Alex McKay is an Associate Professor in Indigenous Studies at U of T who teaches Indigenous language courses, mainly Anishinaabemowin, the traditional language of many Indigenous communities in the northern parts of Ontario. McKay gave the land acknowledgement at the beginning of the powwow, just before Grand Entry, first in Anishinaabemowin, then in English.

“I think it’s great that we have the privilege to host this along with ISSU,” McKay said. “They’re the one’s who made it what it is now. These native people come from all over Turtle Island, and non-Indigenous people become aware because they didn’t learn it in class or in school.”

Federal Minister of Indigenous Affairs Carolyn Bennett spoke with The Varsity about the importance of Indigenous participation on campus and what it means for the government and the future of reconciliation in Canada.

“I think what you see in an event like this is there’s two real benefits. One is that the Indigenous students and families feel proud of their First Nations, Inuit, or Métis status — being a proud Indigenous person,” said Bennett. “We know that that is so linked to self-esteem and resilience and secure personal cultural identity, a safe place to be proudly Indigenous is hugely important.”

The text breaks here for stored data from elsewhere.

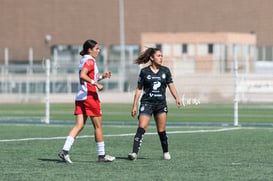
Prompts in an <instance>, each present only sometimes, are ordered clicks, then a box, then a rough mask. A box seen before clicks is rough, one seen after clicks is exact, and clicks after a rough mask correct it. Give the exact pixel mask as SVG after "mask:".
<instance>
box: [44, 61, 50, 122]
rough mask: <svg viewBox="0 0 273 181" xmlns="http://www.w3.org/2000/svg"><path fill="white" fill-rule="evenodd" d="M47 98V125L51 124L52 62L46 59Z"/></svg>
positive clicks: (46, 100) (46, 114)
mask: <svg viewBox="0 0 273 181" xmlns="http://www.w3.org/2000/svg"><path fill="white" fill-rule="evenodd" d="M45 92H46V97H45V102H46V104H45V123H46V124H49V122H50V99H49V94H50V60H49V59H46V91H45Z"/></svg>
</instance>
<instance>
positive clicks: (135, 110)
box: [131, 86, 142, 117]
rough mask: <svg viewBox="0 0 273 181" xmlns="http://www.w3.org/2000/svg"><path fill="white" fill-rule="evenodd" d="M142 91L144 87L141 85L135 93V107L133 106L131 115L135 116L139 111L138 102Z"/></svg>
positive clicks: (136, 88) (134, 103)
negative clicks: (142, 88)
mask: <svg viewBox="0 0 273 181" xmlns="http://www.w3.org/2000/svg"><path fill="white" fill-rule="evenodd" d="M141 91H142V88H141V87H139V86H138V87H137V88H136V93H135V96H134V102H133V108H132V111H131V116H132V117H134V116H135V115H136V113H137V102H138V100H139V98H140V95H141Z"/></svg>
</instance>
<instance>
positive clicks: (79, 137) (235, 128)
mask: <svg viewBox="0 0 273 181" xmlns="http://www.w3.org/2000/svg"><path fill="white" fill-rule="evenodd" d="M240 129H242V128H241V127H236V128H221V129H211V130H202V129H201V130H189V131H168V132H167V133H168V134H189V133H215V132H223V131H234V130H240ZM134 135H135V133H125V134H108V135H104V137H125V136H134ZM145 135H157V133H156V132H153V133H145ZM93 137H94V135H83V136H78V137H77V139H79V138H93ZM63 139H66V136H65V137H63V136H62V137H47V138H38V137H36V138H20V139H3V140H0V142H20V141H49V140H63Z"/></svg>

The federal government recently committed to honouring all 94 calls to action in the Truth and Reconciliation Commission Final Report.

The ISSU, Centre for Indigenous Studies, First Nations House, and other Indigenous groups on campus have increased their visibility by hosting events like the Pow Wow; places such as the Centre for Indigenous Studies reflect the work being done in the community to better serve Indigenous people.

U of T’s TRC Steering Committee’s Final Report has announced 34 calls to action to build a new relationship with Indigenous communities.

What Comes Next

The end of the powwow left a positive feeling that there would be much more to come for Indigenous events on campus. Sylvester highlighted what it meant to have non-Indigenous people welcome and be part of the event.

“[At the Pow Wow,] knowledge transmits not only within the Indigenous circle but also in the non-Indigenous circle, and therefore it will create this unified effect and the base for reconciliation so you have all these future allies — you have these young leaders who, when they graduate beyond university, they’re able to take what they learn here by the powwow either [by] being on the committee or just attending, and that sticks with you for the rest of your life,” she said.

“They can bring that with them as they move forward.”

Bennett remarked that the powwow was a demonstration of non-Indigenous and Indigenous people coming together to reconcile and better understand the past that was a “pretty dark chapter in Canada’s history.”

“There’s a real presence now of amazing Indigenous people right amongst us… [and] the only way we can go forward is in that partnership, in the Two Row Wampum, in us having the kind of leadership that the Indigenous Studies Students’ Union demonstrated today,” she continued.

NATHAN CHAN/THE VARSITY

NATHAN CHAN/THE VARSITY

The Two Row Wampum was originally an agreement between the Haudenosaunee and Dutch settlers in the seventeenth century. The treaty described two vessels travelling down the same river together, parallel to one-another, each with their own set of laws, customs, and traditions, and never interfering with the other, only living in partnership.

The Two Row Wampum has made its way into contemporary discourse surrounding reconciliation between Indigenous and non-Indigenous peoples. The challenge now lies in working together to achieve and implement a unique traditional worldview. Allowing Indigenous people to have space to honour their culture and gather in a proudly Indigenous manner is just the first step in achieving that relationship.